When visitors share their thoughts about Cuba, usually they talk about the warmth of its people, the mix of the old and the new architecture, the feeling of traveling back in time in a marvelous convertible car, or the beauty of its cities and beaches, but last October a group of Americans traveled to Cuba to discover other side of the culture of the biggest island in the Caribbean: the Cuban Cuisine.
From October 13th to 19th, a group of American foodies involved in the culinary world visited a variety of paladares (privaterestaurants) to enjoy the most authentic Cuban flavors on a People-to-people trip under the auspice of ProximityCuba. They were drawn by the culinary boom experienced by the country in the last couple of years and by the unique way in which Cubans blend their culture with their cuisine.
“Which are the paladares that you can´t miss in a visit to Cuba?”, this was the first question that ProximityCuba team asked itself in the process of coordinating the first Culinary Tour in Havana with not just the best, but the most meaningful culinary experiences. The answers were found in Cubapaladar, a digital platform devoted to culinary reviews and journalism, that was recently awarded with a Gourmand Award. Their team was the main collaborator of this program in Havana, and their ranking provided the list of places to visit to learn about the traditions of the Cuban cuisine but also about the more contemporary gastronomy.
This Havana Culinary Tour included paladares like La Guarida or San Cristobal, both very known worldwide and visited by relevant personalities over the years. Other places also on the list were Café Laurent, Tierra, Ajiaco Café, Salsa Suarez, Otramanera, Nazdarovie, Doña Eutimia and La Barraca, because each one of them displays the best of Cuban homemade and gourmet cuisine, vanguard and traditional culinary, and different approaches to Cuban way of cooking with international twists.
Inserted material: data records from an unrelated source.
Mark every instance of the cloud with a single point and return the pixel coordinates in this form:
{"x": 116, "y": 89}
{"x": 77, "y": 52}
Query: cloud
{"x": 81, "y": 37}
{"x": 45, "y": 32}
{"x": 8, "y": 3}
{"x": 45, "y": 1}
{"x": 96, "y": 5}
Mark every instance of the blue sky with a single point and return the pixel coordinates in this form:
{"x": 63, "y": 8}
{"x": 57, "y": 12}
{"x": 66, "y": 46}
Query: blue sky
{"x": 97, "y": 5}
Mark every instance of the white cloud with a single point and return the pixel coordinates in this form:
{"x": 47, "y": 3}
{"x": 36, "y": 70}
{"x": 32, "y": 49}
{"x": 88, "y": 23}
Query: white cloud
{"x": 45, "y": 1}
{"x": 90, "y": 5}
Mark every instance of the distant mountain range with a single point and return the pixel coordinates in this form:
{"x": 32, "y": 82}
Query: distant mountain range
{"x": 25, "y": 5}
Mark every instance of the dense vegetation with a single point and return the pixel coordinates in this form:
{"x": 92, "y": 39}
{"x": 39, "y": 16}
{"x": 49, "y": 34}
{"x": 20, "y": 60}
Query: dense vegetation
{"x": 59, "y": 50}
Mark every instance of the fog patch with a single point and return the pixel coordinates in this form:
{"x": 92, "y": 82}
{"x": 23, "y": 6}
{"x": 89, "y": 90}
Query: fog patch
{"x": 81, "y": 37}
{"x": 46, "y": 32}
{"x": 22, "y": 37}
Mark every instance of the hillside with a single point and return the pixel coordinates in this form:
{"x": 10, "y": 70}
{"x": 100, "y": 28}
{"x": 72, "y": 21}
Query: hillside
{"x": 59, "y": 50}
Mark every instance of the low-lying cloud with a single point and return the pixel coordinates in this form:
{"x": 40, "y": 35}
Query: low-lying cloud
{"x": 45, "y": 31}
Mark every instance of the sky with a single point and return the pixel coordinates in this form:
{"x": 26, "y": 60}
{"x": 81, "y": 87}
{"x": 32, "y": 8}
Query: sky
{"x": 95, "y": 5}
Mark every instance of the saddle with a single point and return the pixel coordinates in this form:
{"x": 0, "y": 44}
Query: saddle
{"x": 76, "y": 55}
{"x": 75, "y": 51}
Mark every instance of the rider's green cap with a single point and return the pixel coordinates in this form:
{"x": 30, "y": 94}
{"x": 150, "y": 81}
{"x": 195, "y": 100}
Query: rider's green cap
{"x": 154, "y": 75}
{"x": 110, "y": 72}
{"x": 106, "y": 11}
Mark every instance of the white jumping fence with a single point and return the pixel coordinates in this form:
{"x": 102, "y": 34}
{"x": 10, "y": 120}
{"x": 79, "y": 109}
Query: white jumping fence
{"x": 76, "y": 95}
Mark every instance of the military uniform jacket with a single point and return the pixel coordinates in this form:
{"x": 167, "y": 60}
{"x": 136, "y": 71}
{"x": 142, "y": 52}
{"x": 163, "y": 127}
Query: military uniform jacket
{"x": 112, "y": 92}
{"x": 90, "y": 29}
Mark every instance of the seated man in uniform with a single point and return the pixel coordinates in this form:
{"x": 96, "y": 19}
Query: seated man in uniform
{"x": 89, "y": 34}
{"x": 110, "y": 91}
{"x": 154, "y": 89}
In addition to the excellent food, the culinary experience was enriched by the workers´ and owner´s special attention and inputs about the intricacies of managing a restaurant in this country, taking into consideration all the challenges and the shortage of food and cooking supplies they have to face on occasions. Encounters with professional chefs, Cuban foodies, farmers, food producers, and culinary critics, were also part of the program and were very important to really appreciate and delve into the Cuban cuisine.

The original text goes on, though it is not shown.